Kujual Tubuhku Demi Sesuap Nasi

Status: sedang berlangsung
Genre:CEO / Cinta Seiring Waktu / Romansa / PSK
Popularitas:5.5k
Nilai: 5
Nama Author: Qwan in

“Di balik seragam putih abu-abu, Nayla menyimpan rahasia kelam.”

Di usia yang seharusnya penuh tawa dan mimpi, Nayla justru harus berjuang melawan pahitnya kenyataan. Ibu yang sakit, ayah yang terjerat alkohol dan kekerasan, serta adik-adik yang menangis kelaparan membuatnya mengambil keputusan terberat dalam hidup: menukar masa remajanya dengan dunia malam.

Siang hari, ia hanyalah siswi SMA biasa. tersenyum, bercanda, belajar di kelas. Namun ketika malam tiba, ia berubah menjadi sosok lain, menutup luka dengan senyum palsu demi sesuap nasi dan segenggam harapan bagi keluarganya.

Sampai kapan Nayla mampu menyembunyikan luka itu? Dan adakah cahaya yang bisa menuntunnya keluar dari gelap yang menelannya?

Karya ini diterbitkan atas izin NovelToon Qwan in, isi konten hanyalah pandangan pribadi pembuatnya, tidak mewakili NovelToon sendiri

15

Langit tampak abu-abu, seakan ikut berduka bersama hati Nayla. Udara lembap menusuk hingga tulang, membuat setiap langkah terasa berat. Deru kendaraan berlalu-lalang di tepi jalan, namun semuanya terdengar seperti gumaman yang jauh. tak penting, tak nyata.

Nayla menyusuri trotoar sempit dengan langkah lunglai. Setiap getar aspal di bawah sol sepatunya seolah membisikkan satu kata: gagal.

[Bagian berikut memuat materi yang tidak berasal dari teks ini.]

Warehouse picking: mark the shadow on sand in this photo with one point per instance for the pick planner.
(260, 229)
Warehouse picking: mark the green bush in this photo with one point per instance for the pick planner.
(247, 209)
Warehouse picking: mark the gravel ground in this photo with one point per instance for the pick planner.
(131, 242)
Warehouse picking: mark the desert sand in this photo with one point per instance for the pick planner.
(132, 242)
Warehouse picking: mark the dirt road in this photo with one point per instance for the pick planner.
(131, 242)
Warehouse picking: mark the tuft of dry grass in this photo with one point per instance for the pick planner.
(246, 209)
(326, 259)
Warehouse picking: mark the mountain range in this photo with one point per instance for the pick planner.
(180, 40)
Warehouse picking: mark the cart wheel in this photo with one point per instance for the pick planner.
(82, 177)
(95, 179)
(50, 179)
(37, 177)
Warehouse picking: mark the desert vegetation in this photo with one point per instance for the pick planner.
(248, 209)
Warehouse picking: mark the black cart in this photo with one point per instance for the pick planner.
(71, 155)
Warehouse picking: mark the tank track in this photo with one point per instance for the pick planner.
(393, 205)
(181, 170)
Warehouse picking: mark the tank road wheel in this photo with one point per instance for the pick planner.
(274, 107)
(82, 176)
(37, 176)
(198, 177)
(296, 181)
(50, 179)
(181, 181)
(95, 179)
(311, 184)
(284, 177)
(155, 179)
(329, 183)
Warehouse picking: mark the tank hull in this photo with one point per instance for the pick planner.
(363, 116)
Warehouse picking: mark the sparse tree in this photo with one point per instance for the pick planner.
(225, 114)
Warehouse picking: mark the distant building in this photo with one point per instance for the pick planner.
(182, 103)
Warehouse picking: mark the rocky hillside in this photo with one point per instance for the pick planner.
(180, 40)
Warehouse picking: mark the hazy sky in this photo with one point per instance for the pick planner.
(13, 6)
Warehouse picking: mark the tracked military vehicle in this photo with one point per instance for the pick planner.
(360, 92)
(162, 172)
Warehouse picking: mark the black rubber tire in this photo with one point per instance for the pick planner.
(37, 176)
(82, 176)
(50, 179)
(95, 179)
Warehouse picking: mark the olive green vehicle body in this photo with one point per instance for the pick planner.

Kedua tangannya menggenggam erat tali tas lusuh yang menggantung di bahunya. Suara langkahnya teredam oleh suara gemericik air hujan yang turun perlahan. Seperti langit sedang menahan tangis, sama sepertinya.

Air mata mulai mengalir, deras dan tak tertahan. Ia bahkan tak mencoba menyembunyikannya lagi.

Tak ada yang peduli. Tak ada yang akan bertanya,

"Kau kenapa, Nayla?" Tak ada yang akan memeluknya dan berkata,

"Semua akan baik-baik saja."

Karena kenyataannya. tidak akan pernah baik-baik saja.

Pikirannya terikat pada kejadian tadi, di depan gerbang sekolah.

Pandangan Elang masih tergambar jelas dalam benaknya. Dulu, sorot mata itu selalu menatapnya dengan teduh. Mata yang penuh ketulusan dan kehangatan, yang bisa membuat Nayla merasa seolah dunia tak seburuk itu. Tapi kini. mata itu telah berubah. Sorotnya dingin. Penuh kebencian. Tak ada lagi keteduhan, hanya tuduhan dan penghakiman.

Itu yang paling menyakitkan.

Bukan cacian orang-orang. Bukan fitnah yang menyebar seperti virus. Tapi bagaimana seseorang yang pernah percaya padanya, kini melihatnya seolah ia adalah makhluk menjijikkan. Tatapan Elang tadi seperti pisau yang menancap perlahan, menghancurkan sisa-sisa keberanian Nayla untuk bertahan.

Ia menggigit bibirnya, menahan isak, namun tubuhnya bergetar.

Ia terisak, bahunya terguncang, dadanya sesak menahan kenyataan yang tak kunjung memberinya ruang bernapas.

Nasib buruk seolah tak pernah menjauh.

Ayahnya. pria yang seharusnya menjadi pelindung, justru adalah luka paling pertama yang ia kenal. Seumur hidup, Nayla hanya mengenal ayahnya sebagai seorang pemabuk. Seorang penjudi. Pria egois yang tak segan main tangan kepada istrinya sendiri hanya karena tak diberi uang untuk taruhan. Malam-malam masa kecilnya dipenuhi suara benda pecah dan tangis ibunya yang dibanting ke lantai.

Ibunya. wanita rapuh yang tubuhnya semakin hari semakin menipis oleh penyakit dan tekanan hidup yang tak pernah usai. Nafasnya pendek, kulitnya pucat, dan wajahnya selalu mencoba tersenyum di depan anak-anaknya meski seluruh tubuhnya memohon untuk menyerah.

Dan adik-adiknya… dua anak kecil yang belum tahu arti dosa, tapi sudah dicekik oleh lapar setiap hari. Mereka menangis dalam diam, memegangi perut kosong sambil menatap piring yang tak pernah terisi. Kadang hanya air putih hangat yang bisa meredam tangisan mereka.

Nayla menarik napas panjang. Namun rasanya malah menyakitkan.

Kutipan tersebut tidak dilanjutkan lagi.